Data Analytics

Professors Christos Doulkeridis
Konstantinos Moutselos
Course category Core
Course ID DS-529
Credits 5
Lecture hours 3 hours
Lab hours 2 hours
Digital resources View on Aristarchus (Open e-Class)

Learning Outcomes

In this course, methods and techniques for data analysis are taught: visualization methods for data exploration, data modeling, data mining, and applications of data analysis and use of data. The aim of the course is to familiarize students with the concept of data analysis, and to obtain skills in management and analysis of data sets in real-life applications.

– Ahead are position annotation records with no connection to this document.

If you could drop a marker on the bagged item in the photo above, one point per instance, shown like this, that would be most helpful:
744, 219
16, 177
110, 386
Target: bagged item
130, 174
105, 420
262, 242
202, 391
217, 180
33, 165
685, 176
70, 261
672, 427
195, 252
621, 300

Upon successful completion of the course, the students will be in position:

  • to understand the basic concepts of data analytics
  • to use tools and techniques for exploratory data analysis
  • to understand the properties and characteristics of a given data set
  • to solve practical problems of data analysis using real data sets
  • to model problems concerning data analysis and use the model for drawing conclusions for any given data set
  • to apply predictive models and algorithms on data sets

Course Contents

  • Introduction to data analysis: data, data types, data quality, data preprocessing, similarity measures, similarity of multidimensional data, string similarity, similarity between sets and lists, text similarity.
  • Univariate and bivariate analysis: visualization, histograms, cumulative distribution function, elements of descriptive statistics, measures of position and spread, correlation, alternative mapping techniques using plots.
  • Time-series analysis: trend, seasonality, noise, smoothing methods, moving averages, autocorrelation function, analyzing time-series in practice.
  • Introduction to predictive modeling: feature selection, entropy, information gain, decision trees.
  • Model fitting: linear models, linear regression, logistic regression, support vector machines. K-nn classification, Bayes classification
  • Overfitting and model evaluation: classification algorithms, training, testing, evaluation, the problem of overfitting, fitting graph, holdout data, crossvalidation, learning graph, evaluation metrics.
  • The problem of clustering, pre-processing and post-processing, clustering methods, center-seekers, tree builders, neighborhood growers.
  • Association analysis: frequent itemsets, the Apriori algorithm, association rules, maximal frequent itemsets.
  • Principal component analysis (PCA), the problem of finding important attributes, feature selection methods, application of PCA in practice.
  • Probability theory and statistics: Binomial distribution and Bernoulli trials, the significance of the Normal distribution, Central Limit Theorem, power-law distributions, construction method for generator of random data distributions.
  • Anomaly detection: typical problems, characteristics of anomaly detection methods, proximity-based approaches, density-based approaches, clustering-based approaches, evaluation of anomaly detection methods.

Recommended Readings

  • Mohammed J. Zaki, Wagner Meira Jr. (2014): Data Mining and Analysis: Fundamental Concepts and Algorithms. Cambridge University Press.
  • Jure Leskovec, Anand Rajaraman, Jeff Ullman (2014): Mining of Massive Datasets. Cambridge University Press, 2nd edition.
  • Pang-Ning Tan, Michael Steinbach, Anuj Karpatne, Vipin Kumar (2016): Introduction to Data Mining, Publisher: Pearson.
  • Philipp K. Janert (2011): Data Analysis with Open Source Tools, O’Reilly Press.